From the speech delivered by the UK prime minister, it is clear that the Brexit is not about economics but rather it is about making a political choice.
In the coming days and months, the businesses will keep adjusting, counting the cost of trade deal but what really needs to be watched very carefully is the political evolution of Global Britain. Broadly speaking, it can take one of the two routes. Firstly, the businesses on both sides keep seeking more smooth mechanism of trade and interaction, putting pressure on the political class to work towards that end thus forging closer relationships between the UK and the EU than envisaged by the Brexit deal and Brexiteers. Under the pro-European leadership, this gradual process can lead to the undoing of Brexit resulting in full membership of the EU.
However, if the leadership passes onto in the hands of nationalis- tic forces, the gulf between the two is likely to expand which considering the history of Europe does not bode well for the peace and security of the region.
The deal ended the free movement of the people and their right to work and permanently settle across the border. The issue of immi- grants was the raison d’etre of the Brexit and apparently the Brexit deal has resolved this issue for the Brexiteers. But it may not have for the country.
The Covid19 pandemic has shown the ineptness of the present point-based immigration system of the UK. The immigrant nurses, carers and care home workers are the heroes who are helping to fight off the pandemic and taking care of Covid19 patients risking their lives do not qualify under the new points-based immigration policy.
This can result in two things. Firstly, the UK could face a shortage of essential workers seriously affecting the health system and other essential services. Secondly, bringing in only educated people with the potential to grow and displace middle and upper t jobs can result in a new wave of backlash against immigrants. Farm labour is another issue that can weigh heavily on the farming sector. The government needs to revisit its immigration policy, a more flexible policy may suit better to the UK.

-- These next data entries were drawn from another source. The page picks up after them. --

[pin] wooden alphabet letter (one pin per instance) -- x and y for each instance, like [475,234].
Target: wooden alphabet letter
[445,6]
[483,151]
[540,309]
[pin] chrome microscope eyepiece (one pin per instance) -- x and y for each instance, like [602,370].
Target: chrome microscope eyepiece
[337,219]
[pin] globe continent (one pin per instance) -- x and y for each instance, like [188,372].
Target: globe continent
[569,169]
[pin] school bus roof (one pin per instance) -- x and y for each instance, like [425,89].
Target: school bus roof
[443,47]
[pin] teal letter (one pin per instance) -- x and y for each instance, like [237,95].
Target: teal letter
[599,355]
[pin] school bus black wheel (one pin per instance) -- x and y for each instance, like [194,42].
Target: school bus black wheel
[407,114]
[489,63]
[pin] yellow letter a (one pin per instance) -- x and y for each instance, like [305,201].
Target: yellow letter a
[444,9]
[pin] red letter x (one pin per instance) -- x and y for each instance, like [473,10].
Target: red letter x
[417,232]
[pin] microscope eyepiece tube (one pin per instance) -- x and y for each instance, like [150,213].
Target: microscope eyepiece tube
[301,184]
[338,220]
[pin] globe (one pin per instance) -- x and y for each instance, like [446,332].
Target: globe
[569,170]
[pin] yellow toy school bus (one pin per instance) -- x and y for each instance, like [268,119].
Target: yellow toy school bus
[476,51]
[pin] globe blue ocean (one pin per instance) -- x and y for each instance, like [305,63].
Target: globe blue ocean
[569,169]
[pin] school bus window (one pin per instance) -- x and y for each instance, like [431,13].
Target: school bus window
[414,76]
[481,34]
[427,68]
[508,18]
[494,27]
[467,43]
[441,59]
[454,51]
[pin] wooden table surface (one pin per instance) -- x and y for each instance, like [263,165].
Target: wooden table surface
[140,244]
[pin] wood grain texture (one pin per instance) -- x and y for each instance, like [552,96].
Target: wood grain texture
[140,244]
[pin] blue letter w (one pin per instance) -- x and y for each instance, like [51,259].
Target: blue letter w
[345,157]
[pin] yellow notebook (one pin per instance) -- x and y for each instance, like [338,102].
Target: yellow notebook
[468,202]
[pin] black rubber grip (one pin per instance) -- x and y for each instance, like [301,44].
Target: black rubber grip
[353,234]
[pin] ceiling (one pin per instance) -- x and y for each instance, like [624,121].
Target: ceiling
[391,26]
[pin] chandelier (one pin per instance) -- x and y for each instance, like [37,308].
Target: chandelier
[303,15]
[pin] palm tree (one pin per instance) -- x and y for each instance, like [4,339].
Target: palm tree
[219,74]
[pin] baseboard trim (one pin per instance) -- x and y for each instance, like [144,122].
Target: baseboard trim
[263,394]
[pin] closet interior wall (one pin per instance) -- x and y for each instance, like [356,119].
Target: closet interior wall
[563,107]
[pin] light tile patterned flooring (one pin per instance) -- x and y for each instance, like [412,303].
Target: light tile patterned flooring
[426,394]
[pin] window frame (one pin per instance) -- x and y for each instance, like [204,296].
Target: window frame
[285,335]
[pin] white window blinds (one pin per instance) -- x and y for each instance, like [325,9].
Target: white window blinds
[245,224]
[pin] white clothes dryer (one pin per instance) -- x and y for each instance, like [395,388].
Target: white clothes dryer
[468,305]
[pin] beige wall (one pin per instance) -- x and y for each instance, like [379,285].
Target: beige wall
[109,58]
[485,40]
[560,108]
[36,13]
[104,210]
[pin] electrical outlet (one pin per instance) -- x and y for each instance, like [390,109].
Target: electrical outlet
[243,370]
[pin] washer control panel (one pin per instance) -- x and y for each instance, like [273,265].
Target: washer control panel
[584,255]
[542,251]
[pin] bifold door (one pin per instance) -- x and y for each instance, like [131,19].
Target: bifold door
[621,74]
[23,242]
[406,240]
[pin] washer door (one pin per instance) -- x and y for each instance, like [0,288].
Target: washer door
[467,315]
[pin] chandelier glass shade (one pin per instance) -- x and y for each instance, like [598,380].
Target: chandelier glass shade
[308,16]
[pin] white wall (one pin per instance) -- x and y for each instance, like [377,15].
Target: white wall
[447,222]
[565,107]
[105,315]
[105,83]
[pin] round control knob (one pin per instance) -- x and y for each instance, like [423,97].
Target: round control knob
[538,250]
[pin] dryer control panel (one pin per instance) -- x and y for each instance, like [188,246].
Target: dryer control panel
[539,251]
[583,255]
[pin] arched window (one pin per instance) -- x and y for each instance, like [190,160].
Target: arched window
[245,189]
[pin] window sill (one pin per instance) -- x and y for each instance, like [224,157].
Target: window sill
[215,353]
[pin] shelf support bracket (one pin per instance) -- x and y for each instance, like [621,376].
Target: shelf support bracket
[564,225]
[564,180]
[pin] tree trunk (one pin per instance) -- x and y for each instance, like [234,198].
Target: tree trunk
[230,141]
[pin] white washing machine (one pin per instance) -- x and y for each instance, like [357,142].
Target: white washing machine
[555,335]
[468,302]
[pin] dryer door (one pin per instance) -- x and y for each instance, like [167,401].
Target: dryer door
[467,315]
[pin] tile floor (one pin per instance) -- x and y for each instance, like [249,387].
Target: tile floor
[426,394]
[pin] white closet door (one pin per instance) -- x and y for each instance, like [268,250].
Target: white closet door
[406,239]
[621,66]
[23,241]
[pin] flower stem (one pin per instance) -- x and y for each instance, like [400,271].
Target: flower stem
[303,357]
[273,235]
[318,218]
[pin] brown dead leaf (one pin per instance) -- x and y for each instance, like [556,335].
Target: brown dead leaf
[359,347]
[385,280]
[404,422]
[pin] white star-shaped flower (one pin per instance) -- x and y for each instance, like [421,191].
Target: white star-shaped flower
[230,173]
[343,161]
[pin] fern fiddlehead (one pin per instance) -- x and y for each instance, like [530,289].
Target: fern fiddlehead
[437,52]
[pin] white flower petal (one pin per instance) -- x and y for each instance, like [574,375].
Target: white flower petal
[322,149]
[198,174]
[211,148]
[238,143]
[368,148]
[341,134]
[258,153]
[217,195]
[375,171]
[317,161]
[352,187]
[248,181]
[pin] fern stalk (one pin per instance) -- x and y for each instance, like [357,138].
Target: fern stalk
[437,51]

The deal itself and the time and effort it took to secure it, is likely to discourage other EU members to follow the path of the UK. However, the UK union is under stress in the face of opposition of Scotland to Brexit and erection of border between Great Britain and Northern Ireland. It is time for the UK government to resolve these issues amicably to preserve the union and the unity of the nation. The road is now clear for Boris Johnson and his government to embark upon the sovereign Global Britain project to the benefit of the nation and the world. No excuses left.